As all three major U.S. indices finished the week notching record closing highs despite a mixed employment report, Chantico Global CEO Gina Sanchez breaks down three things she will be watching for in the week ahead.
1. Factory orders data
On Monday, the Commerce Department publishes factory orders data for the month of April shortly after the opening bell, and Sanchez is watching to see if the economic indicator’s figures will show growth.
“Manufacturing and construction have been showing some signs of slowing. April manufacturing slipped, lowering their overall year-end growth numbers,” she said Friday on CNBC’s “Trading Nation,” adding that a continuation of this trend could spell trouble for copper, which has a variety of uses in manufacturing.
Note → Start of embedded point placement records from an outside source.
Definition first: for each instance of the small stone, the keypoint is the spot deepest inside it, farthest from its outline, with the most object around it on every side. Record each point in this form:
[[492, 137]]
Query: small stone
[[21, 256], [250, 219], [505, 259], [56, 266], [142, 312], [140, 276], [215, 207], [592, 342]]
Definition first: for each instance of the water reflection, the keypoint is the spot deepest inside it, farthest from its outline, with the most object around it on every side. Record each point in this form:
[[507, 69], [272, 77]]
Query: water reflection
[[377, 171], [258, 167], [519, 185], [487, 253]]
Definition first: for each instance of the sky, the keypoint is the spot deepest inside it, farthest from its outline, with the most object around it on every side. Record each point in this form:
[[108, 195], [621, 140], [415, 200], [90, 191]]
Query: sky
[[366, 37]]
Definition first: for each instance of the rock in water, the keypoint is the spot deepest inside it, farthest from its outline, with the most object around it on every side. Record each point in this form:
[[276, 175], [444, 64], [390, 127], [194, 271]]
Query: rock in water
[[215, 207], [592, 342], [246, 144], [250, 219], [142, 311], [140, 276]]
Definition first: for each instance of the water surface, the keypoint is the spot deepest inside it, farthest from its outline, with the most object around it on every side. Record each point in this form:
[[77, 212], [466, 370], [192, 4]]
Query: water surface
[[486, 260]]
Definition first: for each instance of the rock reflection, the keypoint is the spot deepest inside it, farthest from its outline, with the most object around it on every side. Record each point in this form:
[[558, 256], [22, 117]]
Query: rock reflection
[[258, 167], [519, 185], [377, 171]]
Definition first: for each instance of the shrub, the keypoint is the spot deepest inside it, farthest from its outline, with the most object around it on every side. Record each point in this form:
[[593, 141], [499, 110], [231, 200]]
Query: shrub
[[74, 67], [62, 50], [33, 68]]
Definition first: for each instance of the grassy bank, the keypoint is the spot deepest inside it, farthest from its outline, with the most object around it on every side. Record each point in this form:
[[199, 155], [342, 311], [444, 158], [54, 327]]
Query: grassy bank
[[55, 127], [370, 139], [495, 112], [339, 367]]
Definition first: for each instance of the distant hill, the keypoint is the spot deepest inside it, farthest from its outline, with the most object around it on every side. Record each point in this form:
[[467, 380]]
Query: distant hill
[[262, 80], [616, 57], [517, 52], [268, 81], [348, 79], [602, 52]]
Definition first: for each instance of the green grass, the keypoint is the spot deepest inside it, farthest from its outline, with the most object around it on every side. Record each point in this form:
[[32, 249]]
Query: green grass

Factory orders in March, the last month recorded, increased for the fourth straight month and showed growth of 5.2 percent year over year.
2. Jobless claims
The Department of Labor publishes its weekly jobless claims on Thursday. Sanchez is watching closely to see how the data pans out, after Friday’s employment report showed unemployment fell but fewer jobs were created last month than economists had expected.
“We’ve lately seen a trend of slightly higher jobless claims,” Sanchez said Friday. “However, labor markets remain tight and Americans are spending more, factories have increased outputs and home sales are strong. This is consistent with the beginning of a recovery.”
This week’s jobless claims came in higher than expected.
Another measure of labor market health is anticipated next week: The Bureau of Labor Statistics is set to publish its monthly Job Openings and Labor Turnover Survey on Tuesday, which broadly measures job openings in the U.S.
3. Mortgage applications
The Mortgage Bankers Association publishes its weekly Mortgage Applications Survey on Wednesday, and Sanchez is watching to see whether applications pick up.
“Mortgage rates have been higher than they were a year ago. However, they have been falling recently along with the long end of the retail curve,” she said Friday.
Indeed, mortgage application volume is still nearly 14 percent below levels seen one year ago, although they did rise last month by 2 percent.
“30-year fixed mortgages dropped below 4 percent, and this should be good for mortgage applications,” she said, adding that such positive activity would bode well for homebuilders like the ITB, the popular exchange-traded fund tracking homebuilder stocks.